CLIVE’s air cargo industry intelligence consolidates data shared by a “representative” group of international airlines operating globally. CLIVE’s ‘dynamic load factor’ analysis refreshes the way air cargo capacity usage is traditionally measured to reflect the “modern day reality” – that airlines’ cargo capacity nearly always ‘cube out’ before they ‘weigh out’ as a result of an aircraft’s higher capacity density (available kgs per cubic meter) than the average density of the goods moved by air.

Pricing upswing

As reported yesterday, the latest Baltic Air Freight Index (BAI) tracking of air freight pricing trends indicates that average Asia outbound air freight rates are “on a pronounced sequential upswing heading into peak season”, with that upswing “happening earlier this year – and off of a higher base”, highlighted Stifel’s Bruce Chan, director and senior analyst for Global Logistics & Future Mobility Equity Research. Hong Kong to Europe and North America prices were up 66% and 85% year-over-year, respectively, with both indices rising 21% and 13% since August.

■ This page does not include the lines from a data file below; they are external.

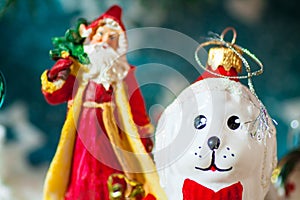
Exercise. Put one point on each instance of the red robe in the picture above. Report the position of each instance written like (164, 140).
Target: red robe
(94, 159)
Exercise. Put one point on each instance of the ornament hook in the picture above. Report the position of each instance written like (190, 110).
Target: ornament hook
(233, 32)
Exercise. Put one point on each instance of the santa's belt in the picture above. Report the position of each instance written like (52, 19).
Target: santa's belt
(93, 104)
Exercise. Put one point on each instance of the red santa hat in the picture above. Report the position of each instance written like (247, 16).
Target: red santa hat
(112, 17)
(114, 13)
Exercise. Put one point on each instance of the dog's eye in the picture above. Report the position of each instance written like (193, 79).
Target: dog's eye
(200, 122)
(233, 122)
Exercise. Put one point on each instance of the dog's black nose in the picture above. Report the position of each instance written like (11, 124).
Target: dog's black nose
(213, 142)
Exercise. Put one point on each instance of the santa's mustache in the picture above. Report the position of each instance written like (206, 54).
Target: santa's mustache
(105, 62)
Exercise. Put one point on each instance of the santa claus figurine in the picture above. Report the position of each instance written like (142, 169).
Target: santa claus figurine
(216, 140)
(90, 65)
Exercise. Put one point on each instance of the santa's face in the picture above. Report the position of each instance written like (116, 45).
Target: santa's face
(209, 135)
(107, 35)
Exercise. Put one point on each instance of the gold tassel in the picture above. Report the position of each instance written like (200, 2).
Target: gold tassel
(58, 174)
(137, 159)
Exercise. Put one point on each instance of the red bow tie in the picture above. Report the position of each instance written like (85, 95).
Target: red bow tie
(194, 191)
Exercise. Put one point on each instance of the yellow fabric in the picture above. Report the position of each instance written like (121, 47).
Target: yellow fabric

Out of Shanghai Pudong (PVG), he noted that “the numbers are even starker. In September, the PVG to Europe basket (consolidated prices) rose 73% year-over-year and 38% since this August.” Chan added: “Absolute rates on Shanghai to North America are now within spitting distance of the absolute peak in 2Q20 when the PPE surge drove air cargo rates to historical highs.

“The reason for the earlier upswing, in our view, is that retailers were caught off guard for last year’s peak by strong demand and scarce capacity. This year, many are preparing earlier for the holidays, while trying to navigate severe and persistent supply chain disruption.

Short-term modal shift

TAC Index analyst Gareth Sinclair commented: “Disruption to supply chains has continued throughout September with more of the same causals we have seen in previous months and continued short term modal shift to air freight. Demand continues to be strong as economies continue to recover and open after restrictions with a strong peak expected and no likelihood of rates softening until the New Year.”

He highlighted that the BAI index finished the month at 4,272 which is the highest level since the index was first reported in January 2018, with the last highest level being 3,975 in mid-May 2020. This final full week of September level is +80% versus the equivalent week in 2020 and +279% versus 2019.

“With the index rising for nine consecutive weeks, it is 21% above levels seen at the end of August,” Sinclair noted. “All the 17 trade lane indexes were positive versus the end of August levels, ranging from a modest +0.3% on Frankfurt to USA, to +83% on Frankfurt to China.”

CN/HK Markets

Both the China and Hong Kong markets saw strong improvements in September over August of 24% and 15%, respectively, and both continued to show gains of around 50% versus last year. All the trade lanes from these markets were positive over August. Both indices to Europe saw similar month on month improvements, 31% and 27%, respectively.

But the difference between the ex-China and ex-Hong Kong markets was larger on flows to North America, with HKG +6% versus August levels whilst PVG was +24% – impacted by capacity constraints, Sinclair said. Hong Kong to Southeast Asia (SEA) finished the month +15% versus the last week of August.